M. Claude

Good evening. You should read this in the evening. I’m Marcel Claude. I have such a story to tell you. I’ll keep it short. It’s sad, but true. Aren’t all lives! The date was January 7, 1991. Recalling that date has never been difficult for me. It was the most significant day of my life. You see, I never again enjoyed freedom after that date. I’m in a cell now. It’s comfortable enough, but nothing like my old life at home with my wife and son. January 7, 1991. I’m obsessed with that date as one is obsessed with an addiction. It’s as much a part of me as my duodenum. I have a copy of Dorland’s Illustrated Medical Dictionary from the prison library. I read it most nights. Did you know that the microplus is a common type of cattle tick in Panama? It transmits Texas fever.

It is surreal not to hear oneself scream. Deafness is at its worst in the beginning. One fights it, and reality is only accepted after a severe torment.

I awoke abruptly on January 7, 1991. I could make out an early hour on the gilt clock on the night stand next to me. The hands were dull but visible. I sat up in bed. After staring blankly ahead for a matter of seconds, I could tell from the increased tension in the quilt over my legs that my wife Elisabeth, bless her soul, had shifted in her slumber. She pulled the covers toward her. It was her habit.

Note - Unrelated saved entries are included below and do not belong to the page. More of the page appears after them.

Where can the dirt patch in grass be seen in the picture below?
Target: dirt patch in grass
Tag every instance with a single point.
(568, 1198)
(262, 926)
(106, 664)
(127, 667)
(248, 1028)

I haven’t seen her since January 7, 1991. As I sat awake in bed, I realized the muteness of the surrounding midnight room was not an accustomed absence of sound. A weight of iron laconism fell upon me. You wouldn’t believe that a prisoner such as me uses words like laconism. But I used to be good with words.

There was something terrifyingly pure to the quiet on January 7, 1991. I imagined I was dreaming. When I awoke to the harrowing blackness of the night air in that cool bed chamber, a sense of surrealism enveloped my consciousness. It is surreal not to hear oneself scream. Deafness is its worst in the beginning. One fights it, and reality is only accepted after a severe torment. Going to bed a normal man and waking up deaf are unfortunate circumstances. But I should tell you about myself. I’m no one to you as yet. I really was someone then, and not just inmate number 910107. That is my number now. You probably do not have a number like me. I’m Marcel Claude. I told you that already. But it is a nice name.

On January 6, 1991, I led a happy contented life. No one would deny my professional success and acclaim and I enjoyed my pleasant domestic existence as much as any man at his dinner table. I had carved out an agreeable little piece of the universe for myself and family. It’s a big universe and I was happy to have my corner of it. I was thirty-one on January 6, 1991. I was married to Elisabeth, and we had one child, Marcel Jr. Marcel Jr. was the joy of Elisabeth’s life. I liked him too, but he ate too much food. He was two years old on January 6, 1991. That would have meant he was born in 1989. It is not easy in this cell. For work, I wrote. I was a journalist with a major metropolitan newspaper. It hardly matters which one. It was Le Monde. We lived in St. Germain.

Writing allowed me a certain liberality with my schedule. Elisabeth worked a regular nine-to-five, which was more often an eight-to-seven at a law firm. She was a lawyer. I never learned what kind of law she practiced. But you see, Elisabeth and I never bored ourselves with her work. We would talk often of mine. I know we talked about my work on January 6, 1991. January 6, 1991 was an ordinary day. January 7, 1991 was a terrestrial hell. I’ve gotten over it by now. I nearly forgot: we had a dog in those days. It was a Jack Russell terrier named Snyder. I didn’t care for it much. Elisabeth liked dogs. I was never violent. Elisabeth would have told you the same thing. I read a newspaper article in Le Monde that followed my trial in which she called me violent. She was staunchly opposed to my appeal, and even hired an amicus lawyer to fight it.